Los otros cambios que continúan a la espera

Enrique Clemente Navarro
Enrique clemente MADRID / LA VOZ

ESPAÑA

La legislatura se va a acabar con una reforma exprés de la Constitución con el objetivo de transmitir confianza a los mercados, patrocinada por la canciller alemana Angela Merkel. Una modificación que, según el Gobierno, no podía esperar, ante las nuevas turbulencias financieras que se prevén para este mes, y que, por tanto, no puede someterse a referendo.

Mientras, otra reforma que destacados constitucionalistas llevan tiempo considerando urgente e indispensable, como es la definición y el cierre del modelo territorial, sigue aplazada sine die. Se trataría de establecer claramente las competencias que corresponden al Estado y a las comunidades autónomas. Esto permitiría que no se esté reabriendo una y otra vez el debate sobre el reparto competencial, bajo la presión de los partidos nacionalistas, que llegó a su punto álgido cuando se reformó el Estatuto catalán. Y, además, se evitarían las actuales duplicidades que disparan el gasto público de forma innecesaria.
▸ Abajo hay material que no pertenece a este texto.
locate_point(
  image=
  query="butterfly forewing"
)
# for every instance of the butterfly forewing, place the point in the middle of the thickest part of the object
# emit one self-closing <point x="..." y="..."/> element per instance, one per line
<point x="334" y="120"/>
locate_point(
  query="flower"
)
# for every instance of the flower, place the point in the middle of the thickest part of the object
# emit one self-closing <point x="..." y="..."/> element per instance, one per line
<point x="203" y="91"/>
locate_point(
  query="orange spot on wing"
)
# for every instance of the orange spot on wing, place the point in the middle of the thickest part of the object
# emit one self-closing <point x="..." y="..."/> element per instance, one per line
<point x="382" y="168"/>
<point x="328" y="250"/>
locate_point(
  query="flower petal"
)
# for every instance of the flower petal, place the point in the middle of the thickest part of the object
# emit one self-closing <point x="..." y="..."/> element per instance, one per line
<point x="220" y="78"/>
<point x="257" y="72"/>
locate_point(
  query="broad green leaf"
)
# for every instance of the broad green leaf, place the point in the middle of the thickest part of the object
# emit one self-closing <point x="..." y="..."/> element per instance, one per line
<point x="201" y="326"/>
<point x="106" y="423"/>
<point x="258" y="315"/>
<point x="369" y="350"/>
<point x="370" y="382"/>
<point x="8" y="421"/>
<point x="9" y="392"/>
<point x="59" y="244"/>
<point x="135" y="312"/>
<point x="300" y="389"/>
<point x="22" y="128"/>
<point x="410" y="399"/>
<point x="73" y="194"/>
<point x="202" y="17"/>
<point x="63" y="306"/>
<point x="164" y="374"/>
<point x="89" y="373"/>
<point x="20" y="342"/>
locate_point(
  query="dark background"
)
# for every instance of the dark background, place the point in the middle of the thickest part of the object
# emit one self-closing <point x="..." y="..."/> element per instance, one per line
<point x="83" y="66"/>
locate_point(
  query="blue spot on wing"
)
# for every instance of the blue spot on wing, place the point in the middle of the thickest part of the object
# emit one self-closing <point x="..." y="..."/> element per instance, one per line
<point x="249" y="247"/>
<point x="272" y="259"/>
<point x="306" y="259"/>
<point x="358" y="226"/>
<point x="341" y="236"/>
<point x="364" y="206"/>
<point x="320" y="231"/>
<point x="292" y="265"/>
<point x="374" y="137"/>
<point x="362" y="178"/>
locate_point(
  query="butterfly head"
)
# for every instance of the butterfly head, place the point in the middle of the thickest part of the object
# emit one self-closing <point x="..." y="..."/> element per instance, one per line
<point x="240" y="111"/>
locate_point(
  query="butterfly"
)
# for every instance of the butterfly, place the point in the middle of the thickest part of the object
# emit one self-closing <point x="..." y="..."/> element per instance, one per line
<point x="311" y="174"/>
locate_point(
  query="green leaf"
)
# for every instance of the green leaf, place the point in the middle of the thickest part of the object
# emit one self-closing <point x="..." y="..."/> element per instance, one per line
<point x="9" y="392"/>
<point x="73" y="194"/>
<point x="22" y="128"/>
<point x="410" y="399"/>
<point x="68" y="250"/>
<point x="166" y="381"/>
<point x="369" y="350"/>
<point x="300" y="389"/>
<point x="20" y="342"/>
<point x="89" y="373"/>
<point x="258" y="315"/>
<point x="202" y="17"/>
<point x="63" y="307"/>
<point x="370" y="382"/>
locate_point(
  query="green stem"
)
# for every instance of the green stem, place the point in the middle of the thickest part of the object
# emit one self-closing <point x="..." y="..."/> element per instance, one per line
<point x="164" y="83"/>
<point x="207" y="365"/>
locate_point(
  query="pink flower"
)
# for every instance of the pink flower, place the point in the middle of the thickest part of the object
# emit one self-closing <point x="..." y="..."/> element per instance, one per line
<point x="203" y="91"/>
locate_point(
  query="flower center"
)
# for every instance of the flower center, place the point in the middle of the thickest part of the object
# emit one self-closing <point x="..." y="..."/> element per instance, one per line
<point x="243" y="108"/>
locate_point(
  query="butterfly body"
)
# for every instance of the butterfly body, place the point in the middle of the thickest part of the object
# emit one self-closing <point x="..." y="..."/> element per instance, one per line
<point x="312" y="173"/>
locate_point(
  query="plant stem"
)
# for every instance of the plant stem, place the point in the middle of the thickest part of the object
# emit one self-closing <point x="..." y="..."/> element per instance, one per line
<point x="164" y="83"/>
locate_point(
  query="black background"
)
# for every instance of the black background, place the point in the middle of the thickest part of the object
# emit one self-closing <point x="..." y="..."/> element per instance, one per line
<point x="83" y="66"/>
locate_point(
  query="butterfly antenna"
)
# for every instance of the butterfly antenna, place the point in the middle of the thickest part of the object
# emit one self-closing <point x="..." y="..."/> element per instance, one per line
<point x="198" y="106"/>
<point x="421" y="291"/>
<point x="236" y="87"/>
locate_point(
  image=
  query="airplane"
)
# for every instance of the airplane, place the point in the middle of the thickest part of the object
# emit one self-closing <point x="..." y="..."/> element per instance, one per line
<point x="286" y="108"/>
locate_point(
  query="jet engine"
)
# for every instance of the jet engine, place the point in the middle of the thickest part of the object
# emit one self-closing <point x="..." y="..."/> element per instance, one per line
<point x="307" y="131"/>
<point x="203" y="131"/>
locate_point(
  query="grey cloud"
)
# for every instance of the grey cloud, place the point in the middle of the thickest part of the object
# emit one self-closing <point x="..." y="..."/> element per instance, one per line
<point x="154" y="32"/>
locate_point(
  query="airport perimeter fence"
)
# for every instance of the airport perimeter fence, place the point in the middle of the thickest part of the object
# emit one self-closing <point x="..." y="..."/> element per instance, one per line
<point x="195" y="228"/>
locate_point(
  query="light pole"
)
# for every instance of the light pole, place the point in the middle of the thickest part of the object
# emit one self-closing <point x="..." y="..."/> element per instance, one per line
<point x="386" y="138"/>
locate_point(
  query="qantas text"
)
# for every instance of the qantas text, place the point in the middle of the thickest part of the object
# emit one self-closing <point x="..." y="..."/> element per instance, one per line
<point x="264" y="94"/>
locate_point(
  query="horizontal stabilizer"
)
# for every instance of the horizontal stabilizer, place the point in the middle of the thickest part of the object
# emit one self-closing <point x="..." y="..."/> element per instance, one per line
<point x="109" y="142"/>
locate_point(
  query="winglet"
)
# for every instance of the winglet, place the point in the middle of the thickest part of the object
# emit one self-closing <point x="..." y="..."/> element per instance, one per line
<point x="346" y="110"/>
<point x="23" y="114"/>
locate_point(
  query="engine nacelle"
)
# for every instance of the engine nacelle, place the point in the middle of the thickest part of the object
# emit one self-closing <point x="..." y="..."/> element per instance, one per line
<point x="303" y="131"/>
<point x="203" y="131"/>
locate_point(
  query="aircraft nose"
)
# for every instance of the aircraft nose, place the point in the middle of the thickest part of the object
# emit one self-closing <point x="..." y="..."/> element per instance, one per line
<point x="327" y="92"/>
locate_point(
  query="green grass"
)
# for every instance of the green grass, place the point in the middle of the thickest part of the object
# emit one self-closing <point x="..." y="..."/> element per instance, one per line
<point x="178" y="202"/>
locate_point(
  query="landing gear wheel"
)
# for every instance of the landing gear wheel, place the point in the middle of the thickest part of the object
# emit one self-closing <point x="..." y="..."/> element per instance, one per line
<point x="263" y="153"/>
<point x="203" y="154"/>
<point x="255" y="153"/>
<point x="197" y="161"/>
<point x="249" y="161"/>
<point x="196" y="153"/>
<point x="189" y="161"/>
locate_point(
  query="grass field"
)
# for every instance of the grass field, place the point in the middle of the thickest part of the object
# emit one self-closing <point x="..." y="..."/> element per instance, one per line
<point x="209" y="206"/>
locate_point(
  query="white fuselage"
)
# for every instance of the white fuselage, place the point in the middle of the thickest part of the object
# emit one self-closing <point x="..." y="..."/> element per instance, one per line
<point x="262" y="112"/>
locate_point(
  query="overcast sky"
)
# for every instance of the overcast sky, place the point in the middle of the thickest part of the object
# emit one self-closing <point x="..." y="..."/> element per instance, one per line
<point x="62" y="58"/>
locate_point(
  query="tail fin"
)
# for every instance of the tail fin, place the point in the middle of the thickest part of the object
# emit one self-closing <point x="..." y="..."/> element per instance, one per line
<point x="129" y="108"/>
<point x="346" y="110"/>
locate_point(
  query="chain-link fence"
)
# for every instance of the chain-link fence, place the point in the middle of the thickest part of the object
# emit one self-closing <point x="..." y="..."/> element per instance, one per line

Los dos grandes partidos tampoco se han puesto de acuerdo para acometer los cambios que necesita el Senado, en la actualidad totalmente prescindible, para convertirlo en una auténtica Cámara de representación territorial, como mandata la Carta Magna. Ni siquiera lo han hecho en algo tan obvio como cambiar la sangrante preferencia del varón sobre la mujer en la sucesión a la Corona. Estas era dos de los cuatro cambios que propuso Rodríguez Zapatero cuando llegó al poder y que decayeron en la segunda legislatura ante la falta de consenso entre socialistas y populares. El acuerdo que ha venido impuesto desde fuera.